Core methodological steps — each demonstrated on synthetic data at reduced scale
HPO-based semantic similarity clustering of IRD genes into functional disease modules
Computes pairwise semantic similarity across IRD gene HPO annotations using Lin similarity with Best-Match Average, constructs a gene–gene similarity graph, and applies Leiden community detection to produce phenotype-driven disease modules. Includes IC-based term filtering, perturbation stability scoring, and Fisher's exact module characterization.
Consensus-based evolutionary barcode detection for gene module signatures
Explores a complementary evolutionary approach: identifying a Local Barcode Segment — a species window where a gene group displays a distinctive, concentrated conservation pattern — and using consensus profiles built from that window as query signatures for genome-wide candidate retrieval. Compares five aggregation strategies with coherence validation and a noise-based negative control.
Module structure tested against a well-characterized functional gene class
Cross-validation of module structure against curated ciliopathy gene evidence
Applies the clustering and annotation logic to ciliopathy genes — a well-characterized functional class with curated external evidence (CiliaCarta, literature). Serves as an interpretability check: module structure should recover known biology before it is trusted to reveal unknown biology.
Visualization and translation layers used across multiple pipeline stages
Publication-ready LPP and NPP phylogenetic profile heatmaps via ComplexHeatmap
R scripts for generating species-aligned, clade-annotated heatmaps from Local and Normalized Phylogenetic Profile matrices. Supports single gene lists, multi-cluster layouts with Inclusion Criterion annotation, and both LPP (presence/absence, 0–1) and NPP (z-score, diverging scale) profile types. Output figures were used directly in manuscript preparation.
Translating gene module phenotype signatures into anatomical body maps
Maps HPO phenotype annotations from gene modules to organ systems and renders color-coded anatomograms for clinical and non-computational audiences. The non-trivial step — traversing the HPO DAG from fine-grained terms upward to anatomical categories — is what makes the output meaningful rather than arbitrary.

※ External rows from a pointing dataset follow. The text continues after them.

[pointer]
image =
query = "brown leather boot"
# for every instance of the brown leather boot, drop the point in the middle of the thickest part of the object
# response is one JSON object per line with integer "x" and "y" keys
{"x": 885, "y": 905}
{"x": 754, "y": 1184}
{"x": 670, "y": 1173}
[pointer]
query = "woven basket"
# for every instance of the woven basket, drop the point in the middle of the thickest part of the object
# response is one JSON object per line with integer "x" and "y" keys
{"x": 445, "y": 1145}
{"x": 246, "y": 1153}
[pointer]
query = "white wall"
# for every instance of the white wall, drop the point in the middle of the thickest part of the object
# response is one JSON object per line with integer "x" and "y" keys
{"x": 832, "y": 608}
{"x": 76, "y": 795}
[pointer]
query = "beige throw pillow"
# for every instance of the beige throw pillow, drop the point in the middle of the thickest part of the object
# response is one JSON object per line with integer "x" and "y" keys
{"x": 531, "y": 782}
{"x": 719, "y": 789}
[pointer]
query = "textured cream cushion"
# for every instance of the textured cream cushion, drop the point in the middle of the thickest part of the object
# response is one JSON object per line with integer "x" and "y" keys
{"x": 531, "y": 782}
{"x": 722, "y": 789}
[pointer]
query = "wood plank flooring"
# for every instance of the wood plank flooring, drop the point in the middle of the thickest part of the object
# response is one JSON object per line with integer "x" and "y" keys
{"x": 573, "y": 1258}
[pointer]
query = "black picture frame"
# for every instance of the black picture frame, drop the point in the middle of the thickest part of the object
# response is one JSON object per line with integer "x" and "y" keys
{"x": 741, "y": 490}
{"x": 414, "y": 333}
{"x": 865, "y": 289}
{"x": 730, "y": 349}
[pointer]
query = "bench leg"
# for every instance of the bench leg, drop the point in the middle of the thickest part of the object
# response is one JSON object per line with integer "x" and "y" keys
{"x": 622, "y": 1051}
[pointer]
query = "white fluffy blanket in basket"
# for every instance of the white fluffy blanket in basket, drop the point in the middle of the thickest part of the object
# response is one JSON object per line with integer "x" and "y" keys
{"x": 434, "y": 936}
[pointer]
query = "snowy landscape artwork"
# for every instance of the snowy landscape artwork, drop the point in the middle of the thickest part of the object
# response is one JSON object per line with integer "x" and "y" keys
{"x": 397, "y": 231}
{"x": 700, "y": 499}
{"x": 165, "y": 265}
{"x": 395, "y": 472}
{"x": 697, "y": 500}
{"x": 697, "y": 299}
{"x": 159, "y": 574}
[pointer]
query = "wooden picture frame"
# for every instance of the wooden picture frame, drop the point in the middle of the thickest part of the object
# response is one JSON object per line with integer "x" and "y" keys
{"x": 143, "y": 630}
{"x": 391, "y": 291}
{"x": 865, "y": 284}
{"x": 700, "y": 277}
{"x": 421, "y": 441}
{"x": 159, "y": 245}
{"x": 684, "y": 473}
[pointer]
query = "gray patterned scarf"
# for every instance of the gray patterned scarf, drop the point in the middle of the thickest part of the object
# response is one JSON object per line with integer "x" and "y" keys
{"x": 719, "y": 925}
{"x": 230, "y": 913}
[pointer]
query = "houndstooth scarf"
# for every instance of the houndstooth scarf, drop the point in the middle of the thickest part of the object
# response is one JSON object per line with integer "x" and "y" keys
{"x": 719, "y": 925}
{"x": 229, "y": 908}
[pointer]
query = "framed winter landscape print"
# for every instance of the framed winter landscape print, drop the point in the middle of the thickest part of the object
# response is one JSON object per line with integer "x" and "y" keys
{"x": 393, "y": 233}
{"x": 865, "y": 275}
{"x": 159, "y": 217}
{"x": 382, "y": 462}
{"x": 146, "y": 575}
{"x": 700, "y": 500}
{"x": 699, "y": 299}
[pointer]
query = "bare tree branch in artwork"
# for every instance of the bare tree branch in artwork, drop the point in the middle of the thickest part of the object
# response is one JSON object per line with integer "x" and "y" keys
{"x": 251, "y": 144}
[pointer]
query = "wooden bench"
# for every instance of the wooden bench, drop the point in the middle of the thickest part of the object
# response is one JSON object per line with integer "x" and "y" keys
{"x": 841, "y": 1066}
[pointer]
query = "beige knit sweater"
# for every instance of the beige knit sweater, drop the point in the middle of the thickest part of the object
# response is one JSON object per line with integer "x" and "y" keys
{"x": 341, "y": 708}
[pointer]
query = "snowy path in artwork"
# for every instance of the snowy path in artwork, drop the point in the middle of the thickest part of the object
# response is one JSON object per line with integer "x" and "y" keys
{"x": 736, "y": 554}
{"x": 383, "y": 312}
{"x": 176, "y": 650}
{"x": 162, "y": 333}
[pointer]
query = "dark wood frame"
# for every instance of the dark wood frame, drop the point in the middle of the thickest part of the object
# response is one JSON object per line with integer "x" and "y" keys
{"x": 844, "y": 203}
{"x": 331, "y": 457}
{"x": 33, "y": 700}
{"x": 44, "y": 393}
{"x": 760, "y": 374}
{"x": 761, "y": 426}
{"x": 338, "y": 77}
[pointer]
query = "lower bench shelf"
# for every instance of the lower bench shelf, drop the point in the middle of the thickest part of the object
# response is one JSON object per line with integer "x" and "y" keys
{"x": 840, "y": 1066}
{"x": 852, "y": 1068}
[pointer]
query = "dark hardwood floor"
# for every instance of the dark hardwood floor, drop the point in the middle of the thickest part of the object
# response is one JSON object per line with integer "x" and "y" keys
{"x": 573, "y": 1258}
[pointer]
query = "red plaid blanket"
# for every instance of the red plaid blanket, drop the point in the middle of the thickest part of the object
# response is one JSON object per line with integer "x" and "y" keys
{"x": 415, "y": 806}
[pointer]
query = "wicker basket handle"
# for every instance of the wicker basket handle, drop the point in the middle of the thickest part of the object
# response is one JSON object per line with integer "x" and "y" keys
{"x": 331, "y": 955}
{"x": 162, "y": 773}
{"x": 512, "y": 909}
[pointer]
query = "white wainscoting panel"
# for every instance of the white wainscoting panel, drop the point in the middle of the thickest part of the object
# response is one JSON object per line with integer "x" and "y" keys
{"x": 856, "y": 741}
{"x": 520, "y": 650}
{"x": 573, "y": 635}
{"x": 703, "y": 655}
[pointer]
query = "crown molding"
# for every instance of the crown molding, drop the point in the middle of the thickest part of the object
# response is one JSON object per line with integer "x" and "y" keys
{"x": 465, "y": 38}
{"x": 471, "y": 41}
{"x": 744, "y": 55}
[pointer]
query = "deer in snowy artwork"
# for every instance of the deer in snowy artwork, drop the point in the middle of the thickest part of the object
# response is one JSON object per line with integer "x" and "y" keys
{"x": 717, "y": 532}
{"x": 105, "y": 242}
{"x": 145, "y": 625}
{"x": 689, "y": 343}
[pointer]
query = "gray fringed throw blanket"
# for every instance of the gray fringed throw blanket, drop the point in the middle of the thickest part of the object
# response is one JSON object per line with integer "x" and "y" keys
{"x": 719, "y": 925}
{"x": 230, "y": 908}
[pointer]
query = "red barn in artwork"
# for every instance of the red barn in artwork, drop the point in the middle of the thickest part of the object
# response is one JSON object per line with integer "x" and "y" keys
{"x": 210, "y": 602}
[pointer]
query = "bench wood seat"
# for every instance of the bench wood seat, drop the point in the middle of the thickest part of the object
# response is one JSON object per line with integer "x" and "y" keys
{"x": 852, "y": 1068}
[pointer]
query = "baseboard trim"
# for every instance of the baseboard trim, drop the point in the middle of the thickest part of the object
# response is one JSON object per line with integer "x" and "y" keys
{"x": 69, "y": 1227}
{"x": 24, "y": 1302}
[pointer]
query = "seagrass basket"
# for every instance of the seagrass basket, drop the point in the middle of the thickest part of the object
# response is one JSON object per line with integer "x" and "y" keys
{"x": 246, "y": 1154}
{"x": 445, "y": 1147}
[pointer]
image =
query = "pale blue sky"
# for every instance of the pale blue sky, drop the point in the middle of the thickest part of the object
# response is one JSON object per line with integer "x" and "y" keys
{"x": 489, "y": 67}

- Python: Pandas, NumPy, SciPy, scikit-learn, NetworkX, pronto
- R: ComplexHeatmap, circlize, ggplot2, gganatogram
- Methods: semantic similarity, graph-based clustering, phylogenetic profiling, Naive Bayes probabilistic scoring, multi-omics integration
- Lab: Prof. Yuval Tabach Lab, Faculty of Medicine
- Institution: Hebrew University of Jerusalem
- Role: M.Sc. Candidate in Genomics & Bioinformatics
All datasets in this repository are fully synthetic. No real patient data, unpublished genomic results, or proprietary laboratory resources are included. The actual pipeline, its scale, and its findings remain confidential pending publication.
This repository evolves alongside my thesis research and the methodology manuscript currently in preparation, and will continue to expand with new analyses and demonstrations.